Global development
In recent years, several different GenAI models have been developed (see previous chapters). All identified GenAI patent families were assigned to five different model types based on information from patent abstract, claims or title. However, it must be noted that a large proportion of all GenAI patent families do not fit into any specific model type. Many GenAI patents do not include keywords about the specific model used in the patent abstract, claims or title, but instead focus on describing the use case for the patent and only give a generic description of the GenAI processes used. This makes it difficult to find and map the patents to the five core GenAI models, which also have some overlaps in content. As a result, only about 25% of all GenAI patent family publications since 2014 can be mapped to one of the five models.
Among the core models of GenAI, many patent families belong to the category of generative adversarial networks (GANs). Between 2014 and 2023, there were almost 9,700 publications of patent families in this model type with almost 2,400 patent families published in 2023 alone. Variational autoencoders (VAE) and large language models (LLMs) are the second and third largest models in terms of patent families with around 1,800 and 1,300 new patent families between 2014 and 2023 (Figure 21).
In terms of patent growth, patent families assigned to GANs show the strongest increase over the past decade. However, patent growth of GAN patent families has slowed down and GAN patent families have increased only moderately over the last three years. A similar slowdown in patent growth can be seen for patent families for VAE models and autoregressive models. In contrast, diffusion models and LLMs show much higher growth rates over the last three years, with the number of patent families for diffusion models increasing from 18 in 2020 to 441 in 2023 and for LLMs increasing from 53 in 2020 to 881 in 2023. The GenAI boom caused by modern chatbots such as ChatGPT has clearly increased research interest in LLMs.
Over the past decade, patent growth was weakest in autoregressive models (Figure 22). However, it should be noted that there is some overlap in the content of the different GenAI models and some patent families belong to more than one model. For example, there is overlap between autoregressive models and large language models, as LLMs are by definition autoregressive models, but not all autoregressive models are LLMs.

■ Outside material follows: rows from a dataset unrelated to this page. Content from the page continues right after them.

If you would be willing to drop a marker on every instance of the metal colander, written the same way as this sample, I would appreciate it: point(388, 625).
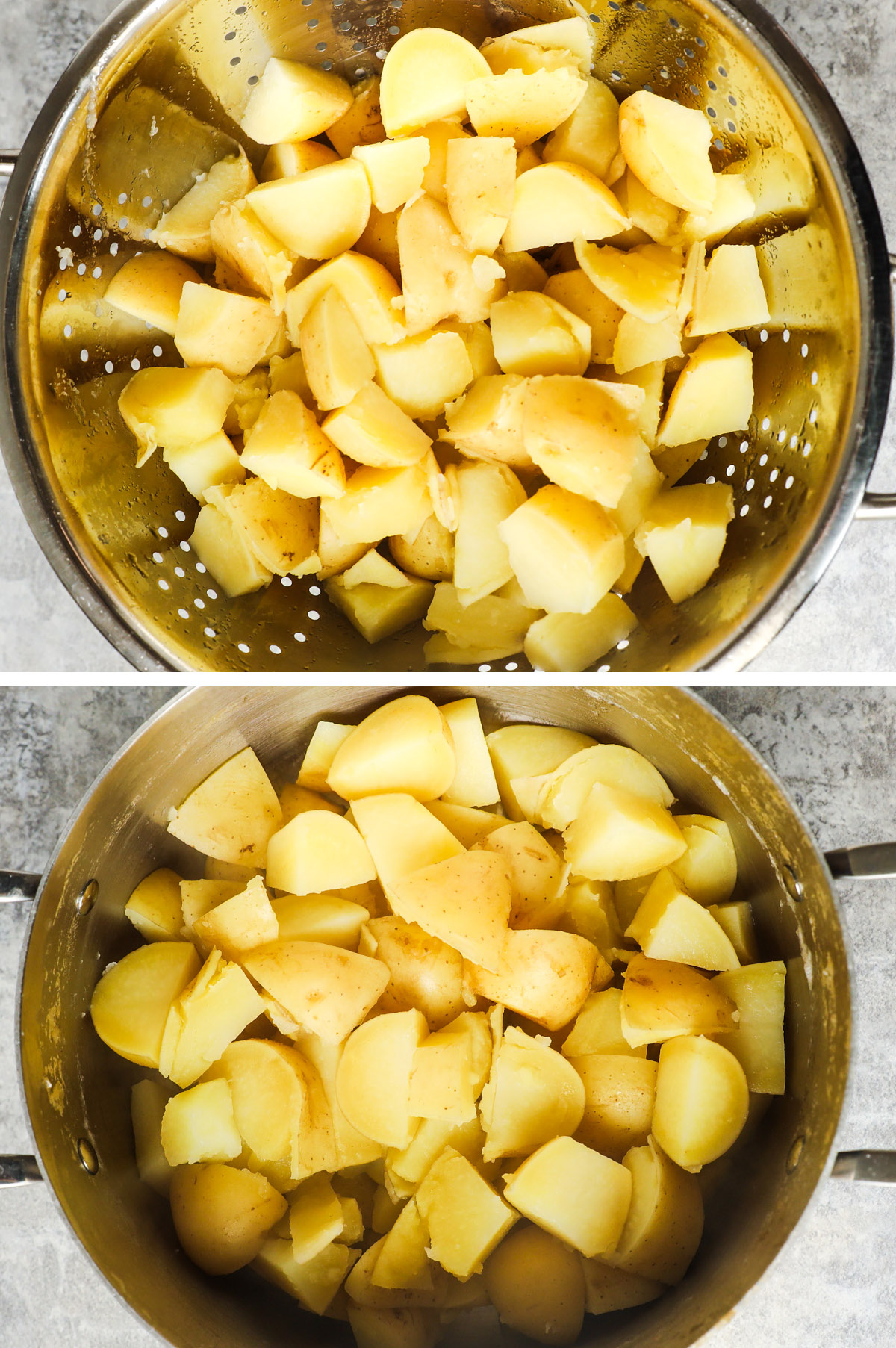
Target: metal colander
point(117, 535)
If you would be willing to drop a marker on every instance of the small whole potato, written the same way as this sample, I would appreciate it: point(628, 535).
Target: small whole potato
point(223, 1214)
point(537, 1285)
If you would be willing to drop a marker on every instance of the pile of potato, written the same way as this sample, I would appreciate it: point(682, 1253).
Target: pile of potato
point(453, 1021)
point(455, 361)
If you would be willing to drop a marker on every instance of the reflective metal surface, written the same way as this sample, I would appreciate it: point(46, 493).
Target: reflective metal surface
point(116, 534)
point(77, 1090)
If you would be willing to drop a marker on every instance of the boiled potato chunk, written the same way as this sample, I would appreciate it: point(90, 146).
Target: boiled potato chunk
point(701, 1100)
point(155, 905)
point(328, 991)
point(402, 836)
point(620, 835)
point(209, 463)
point(225, 554)
point(599, 1029)
point(289, 158)
point(174, 406)
point(318, 214)
point(564, 792)
point(373, 429)
point(480, 177)
point(393, 169)
point(289, 450)
point(473, 782)
point(199, 1126)
point(379, 502)
point(615, 1289)
point(293, 102)
point(267, 1085)
point(373, 1078)
point(644, 282)
point(399, 1327)
point(131, 1002)
point(485, 497)
point(670, 925)
point(186, 228)
point(487, 422)
point(729, 294)
point(425, 78)
point(318, 851)
point(534, 335)
point(713, 394)
point(320, 917)
point(666, 146)
point(582, 298)
point(709, 867)
point(464, 1215)
point(149, 1100)
point(532, 1095)
point(538, 874)
point(423, 971)
point(379, 611)
point(591, 135)
point(149, 288)
point(464, 901)
point(365, 286)
point(223, 1214)
point(205, 1018)
point(585, 435)
point(662, 999)
point(316, 1217)
point(337, 360)
point(422, 373)
point(758, 1040)
point(537, 1286)
point(440, 276)
point(544, 975)
point(665, 1220)
point(683, 534)
point(557, 204)
point(564, 550)
point(231, 815)
point(523, 105)
point(239, 924)
point(574, 1193)
point(403, 746)
point(619, 1102)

As patent terminology changes over time, it is likely that due to the strong increase in popularity of large language models, newer patent families are more likely to use the term large language model instead of autoregressive model in patent titles, claims and abstracts. This would explain the weaker growth dynamics in patents for autoregressive models.
Top patent owners
When analyzing the five identified key GenAI models, Tencent tops the list for decoder-based LLM patent families, followed by Baidu. Baidu and Tencent are also the leaders in diffusion models among companies worldwide. Ping An Insurance Group has a comprehensive GenAI patent portfolio, with many patent families in all five GenAI models. State Grid is the leader in terms of GAN patent families (Table 4).
Alphabet/Google has recently significantly increased its number of LLM-related patent families and is the world’s number two for VAE models. IBM is the leader in VAE patent families and number two in GAN models, behind Baidu.
On the level of the five GenAI models, the Chinese Academy of Sciences is leading among research organizations in GAN models, VAE models and autoregressive models (Table 5). Zhejiang University is the frontrunner in patent activity in diffusion models. Tsinghua University has published the most patent families for LLMs.
Key locations of inventors
On a country level, China dominates in all five GenAI models in terms of patent families. The Chinese lead is particularly pronounced in diffusion models, where China has published more than 14 times as many patent families since 2014 as the second largest inventor location, the US (500 patent families compared to 35 patent families). China also has a very high global share of patents in the field of autoregressive models (Table 6).
The US is particularly strong in VAEs and LLMs. A large part of the GenAI patents from the Republic of Korea fall into the category of GAN models. For Japan, it is noteworthy that the vast majority of GenAI patent families cannot be linked to any of the five core GenAI models.
In India, GAN patent families accounted for a relatively high proportion of total GenAI patents. In the UK, many patent families belong to the GAN and VAE categories. Germany has a relatively strong research presence in GAN and VAE models.